Buna göre, cumhuriyet Türkiye’sindeki bütün başarılı askeri darbeler ve muhtıralar NATO’nun emir ve komutası içinde, onun çıkarlarının gereği olarak, veyahut onun çıkarlarına zarar vermeyecek şekilde gerçekleştirilmiştir. Yani bu darbeler NATO darbeleridir. Bugün emperyalizme biat etmiş liberaller, İslamcılar, Türk ve Kürt ulusalcıları, yani burjuva milliyetçilikleri darbelere karşı olduklarını ya da desteklediklerini ifade ederlerken bu gerçeği görmezden geliyorlar.
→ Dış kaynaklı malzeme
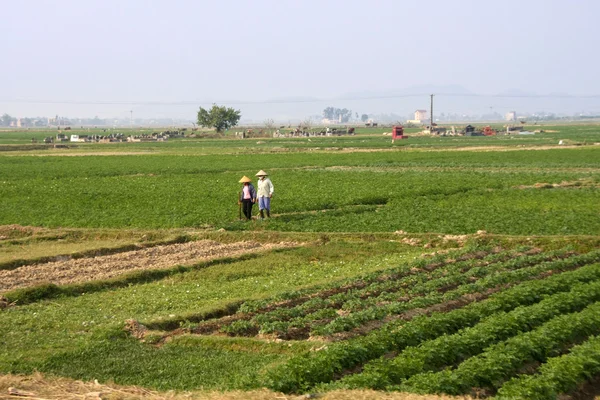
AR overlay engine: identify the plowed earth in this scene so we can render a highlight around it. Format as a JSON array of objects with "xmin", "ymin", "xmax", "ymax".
[{"xmin": 0, "ymin": 240, "xmax": 300, "ymax": 293}]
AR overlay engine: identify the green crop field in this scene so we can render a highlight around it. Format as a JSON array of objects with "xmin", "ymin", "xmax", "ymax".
[{"xmin": 0, "ymin": 124, "xmax": 600, "ymax": 399}]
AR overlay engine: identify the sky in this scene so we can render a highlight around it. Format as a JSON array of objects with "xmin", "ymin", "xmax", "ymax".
[{"xmin": 0, "ymin": 0, "xmax": 600, "ymax": 120}]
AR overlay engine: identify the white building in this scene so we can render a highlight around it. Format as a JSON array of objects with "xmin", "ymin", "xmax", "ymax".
[{"xmin": 408, "ymin": 110, "xmax": 429, "ymax": 124}]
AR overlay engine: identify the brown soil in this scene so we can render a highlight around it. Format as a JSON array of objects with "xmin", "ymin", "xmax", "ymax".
[
  {"xmin": 0, "ymin": 373, "xmax": 471, "ymax": 400},
  {"xmin": 558, "ymin": 375, "xmax": 600, "ymax": 400},
  {"xmin": 0, "ymin": 240, "xmax": 300, "ymax": 292},
  {"xmin": 517, "ymin": 178, "xmax": 600, "ymax": 189}
]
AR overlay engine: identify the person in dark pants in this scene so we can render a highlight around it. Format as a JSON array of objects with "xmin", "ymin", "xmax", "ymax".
[{"xmin": 238, "ymin": 175, "xmax": 256, "ymax": 221}]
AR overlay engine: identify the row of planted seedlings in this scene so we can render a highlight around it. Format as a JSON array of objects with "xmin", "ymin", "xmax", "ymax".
[
  {"xmin": 333, "ymin": 281, "xmax": 600, "ymax": 389},
  {"xmin": 390, "ymin": 302, "xmax": 600, "ymax": 394},
  {"xmin": 224, "ymin": 250, "xmax": 571, "ymax": 339},
  {"xmin": 185, "ymin": 247, "xmax": 504, "ymax": 336},
  {"xmin": 312, "ymin": 247, "xmax": 570, "ymax": 336},
  {"xmin": 263, "ymin": 251, "xmax": 600, "ymax": 392},
  {"xmin": 495, "ymin": 335, "xmax": 600, "ymax": 400}
]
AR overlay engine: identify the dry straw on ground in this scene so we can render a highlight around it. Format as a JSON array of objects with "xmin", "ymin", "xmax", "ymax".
[{"xmin": 0, "ymin": 373, "xmax": 470, "ymax": 400}]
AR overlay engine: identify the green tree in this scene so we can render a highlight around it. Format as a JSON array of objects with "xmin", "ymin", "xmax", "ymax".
[{"xmin": 198, "ymin": 104, "xmax": 241, "ymax": 133}]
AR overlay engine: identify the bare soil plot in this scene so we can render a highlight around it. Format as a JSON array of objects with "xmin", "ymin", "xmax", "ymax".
[
  {"xmin": 0, "ymin": 240, "xmax": 299, "ymax": 292},
  {"xmin": 0, "ymin": 373, "xmax": 471, "ymax": 400}
]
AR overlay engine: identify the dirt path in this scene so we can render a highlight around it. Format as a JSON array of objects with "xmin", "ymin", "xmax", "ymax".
[{"xmin": 0, "ymin": 240, "xmax": 300, "ymax": 293}]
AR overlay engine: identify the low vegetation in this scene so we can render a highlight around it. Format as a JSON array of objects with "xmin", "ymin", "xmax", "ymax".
[{"xmin": 0, "ymin": 126, "xmax": 600, "ymax": 399}]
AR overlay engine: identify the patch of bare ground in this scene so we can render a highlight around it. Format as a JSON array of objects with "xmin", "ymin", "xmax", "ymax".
[
  {"xmin": 557, "ymin": 375, "xmax": 600, "ymax": 400},
  {"xmin": 151, "ymin": 247, "xmax": 506, "ymax": 343},
  {"xmin": 516, "ymin": 178, "xmax": 600, "ymax": 189},
  {"xmin": 0, "ymin": 224, "xmax": 45, "ymax": 240},
  {"xmin": 0, "ymin": 373, "xmax": 471, "ymax": 400},
  {"xmin": 0, "ymin": 240, "xmax": 300, "ymax": 292}
]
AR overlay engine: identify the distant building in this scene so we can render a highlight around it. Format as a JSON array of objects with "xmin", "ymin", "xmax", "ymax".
[{"xmin": 408, "ymin": 110, "xmax": 429, "ymax": 124}]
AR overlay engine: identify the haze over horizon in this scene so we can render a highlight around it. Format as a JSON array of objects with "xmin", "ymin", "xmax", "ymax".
[{"xmin": 0, "ymin": 0, "xmax": 600, "ymax": 120}]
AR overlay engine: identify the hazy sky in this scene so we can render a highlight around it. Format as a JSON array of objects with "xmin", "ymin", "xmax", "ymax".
[{"xmin": 0, "ymin": 0, "xmax": 600, "ymax": 119}]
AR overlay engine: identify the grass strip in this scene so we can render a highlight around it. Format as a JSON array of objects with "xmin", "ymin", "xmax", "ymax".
[
  {"xmin": 495, "ymin": 336, "xmax": 600, "ymax": 400},
  {"xmin": 333, "ymin": 281, "xmax": 600, "ymax": 389},
  {"xmin": 263, "ymin": 258, "xmax": 600, "ymax": 393},
  {"xmin": 396, "ymin": 302, "xmax": 600, "ymax": 394},
  {"xmin": 3, "ymin": 254, "xmax": 259, "ymax": 305},
  {"xmin": 0, "ymin": 235, "xmax": 193, "ymax": 270}
]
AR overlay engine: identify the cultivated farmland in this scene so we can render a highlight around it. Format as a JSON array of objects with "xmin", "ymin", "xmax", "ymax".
[{"xmin": 0, "ymin": 125, "xmax": 600, "ymax": 399}]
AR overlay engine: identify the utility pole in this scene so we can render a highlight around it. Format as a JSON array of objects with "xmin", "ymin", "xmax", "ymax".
[{"xmin": 429, "ymin": 94, "xmax": 433, "ymax": 133}]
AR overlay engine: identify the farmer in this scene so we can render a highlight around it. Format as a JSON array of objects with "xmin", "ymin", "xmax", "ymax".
[
  {"xmin": 238, "ymin": 175, "xmax": 256, "ymax": 221},
  {"xmin": 256, "ymin": 169, "xmax": 274, "ymax": 219}
]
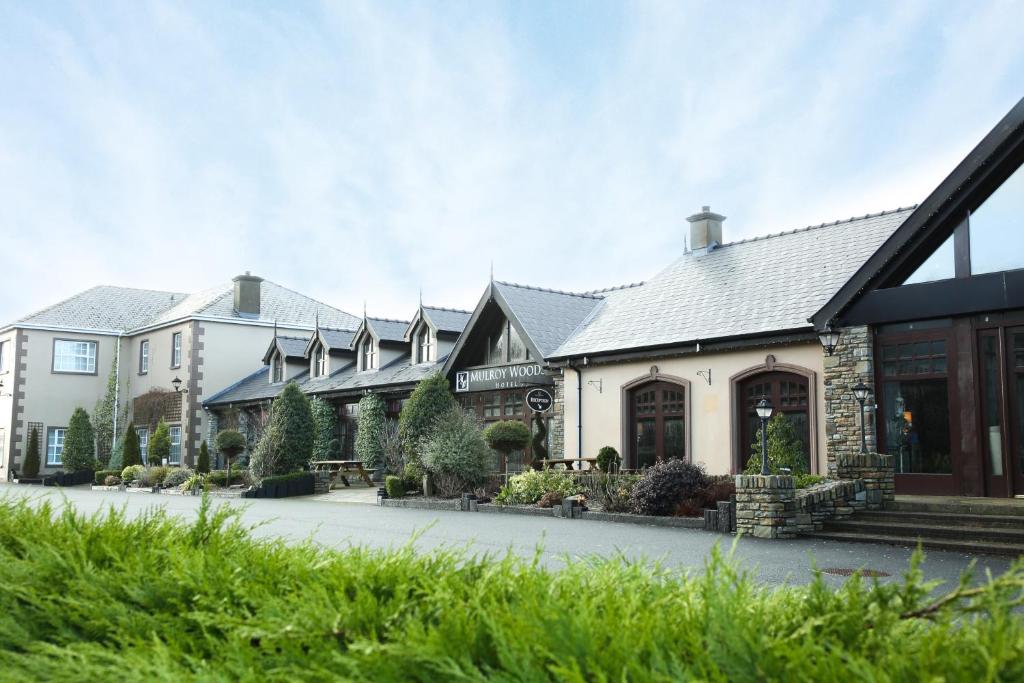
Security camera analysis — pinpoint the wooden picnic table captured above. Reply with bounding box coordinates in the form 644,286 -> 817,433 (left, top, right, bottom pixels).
541,458 -> 597,471
311,460 -> 374,490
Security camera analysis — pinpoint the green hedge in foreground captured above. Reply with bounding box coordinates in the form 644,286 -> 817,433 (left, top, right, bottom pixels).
0,499 -> 1024,683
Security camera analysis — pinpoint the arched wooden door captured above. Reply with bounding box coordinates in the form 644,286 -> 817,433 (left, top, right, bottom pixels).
739,372 -> 811,472
629,381 -> 686,469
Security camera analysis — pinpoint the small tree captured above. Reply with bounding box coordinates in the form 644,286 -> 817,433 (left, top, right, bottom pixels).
121,422 -> 142,469
215,429 -> 246,486
60,408 -> 96,472
530,412 -> 549,470
196,439 -> 210,474
268,382 -> 313,474
355,393 -> 387,468
746,411 -> 808,474
309,396 -> 338,460
22,427 -> 39,479
398,373 -> 458,476
483,420 -> 529,471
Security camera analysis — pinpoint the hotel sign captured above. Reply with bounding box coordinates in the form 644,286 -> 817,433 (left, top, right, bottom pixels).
455,362 -> 555,393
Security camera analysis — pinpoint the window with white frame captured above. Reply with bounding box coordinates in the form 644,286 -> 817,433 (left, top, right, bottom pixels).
53,339 -> 96,375
46,427 -> 68,467
135,427 -> 150,463
171,332 -> 181,368
167,425 -> 181,465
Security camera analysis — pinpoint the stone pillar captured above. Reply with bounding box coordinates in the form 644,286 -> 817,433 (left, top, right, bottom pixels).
836,453 -> 896,510
736,474 -> 797,539
823,327 -> 877,478
549,373 -> 565,458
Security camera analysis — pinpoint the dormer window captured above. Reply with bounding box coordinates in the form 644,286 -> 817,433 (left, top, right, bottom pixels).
270,351 -> 285,384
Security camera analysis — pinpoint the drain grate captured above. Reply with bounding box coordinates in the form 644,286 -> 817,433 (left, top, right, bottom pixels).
822,567 -> 889,579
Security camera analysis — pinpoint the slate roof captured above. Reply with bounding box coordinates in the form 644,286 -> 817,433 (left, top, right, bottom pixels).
547,208 -> 912,358
11,286 -> 186,332
11,280 -> 359,332
494,281 -> 602,357
423,306 -> 473,334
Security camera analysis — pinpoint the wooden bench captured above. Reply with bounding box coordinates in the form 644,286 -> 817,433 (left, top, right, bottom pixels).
310,460 -> 374,490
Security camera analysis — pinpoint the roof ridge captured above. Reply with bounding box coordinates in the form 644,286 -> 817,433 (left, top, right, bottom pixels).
495,280 -> 603,299
717,204 -> 919,249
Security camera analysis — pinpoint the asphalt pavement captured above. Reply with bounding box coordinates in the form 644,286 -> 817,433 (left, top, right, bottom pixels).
0,484 -> 1011,588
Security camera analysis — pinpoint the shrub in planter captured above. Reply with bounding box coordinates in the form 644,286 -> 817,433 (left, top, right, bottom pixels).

Türkiye’de, metropol ülkeleri de dahil emperyalist zincirin halkalarını oluşturan diğer ülkelerde, emperyalistlerin çıkarlarını tehdit eden bir gelişme ortaya çıktığında,  askeri darbeler bu tehdidi aşmak adına bir araç halinde gelebiliyorlar. Askeri darbenin olup olmayacağı, kapitalist-emperyalist siyasetin çıkarlarından hareketle, onun en üst organizasyonlarının dahil oldukları karar süreçleri içinde belirlenir, veyahut o düzeyde onaylanması gerekir.

Ulusal ve uluslararası çerçevede sınıf mücadeleleri söz konusu olduğunda, elbette merkezin olduğu yerde merkez-kaç güçler de vardır. Bunlar arasındaki çelişki ve gerilim, her ulusal yapıya belli bir özerklik alanı tanıyabilir. Gelgelelim, sisteme dahil darbe süreci ve yönetimi sistemin siyasetiyle, sürecin şu ya da bu momentinde,  aynı hizaya gelmezse, sistem içinde sürdürülmesi olanaksızlaşır.

Halen içinde bulunduğumuz koşullarda, yani emperyalizmin soğuk savaş sonrasında mutlak hegemonyasını kurmak adına başlatmış olduğu genel saldırı, işgal, deniz aşırı militer, para-militer operasyonlarının emperyalist siyasetin ivedi gündemini oluşturduğu koşullarda, sistemin bütün ulusal ve uluslararası organizasyonları bu koşulların ihtiyacına yanıt verecek şekilde bir değişim geçirirler. Elbette bu pürüzsüz işleyen bir süreç değildir. Ayak diremeler, direnişler olacaktır. Böyle bir durumda, mesela, kendi ulusal gerçekliğimiz dolayısıyla bu aksaklıkların nasıl aşılmış olduğuna dair anıları halen canlı zengin örneklere sahibiz.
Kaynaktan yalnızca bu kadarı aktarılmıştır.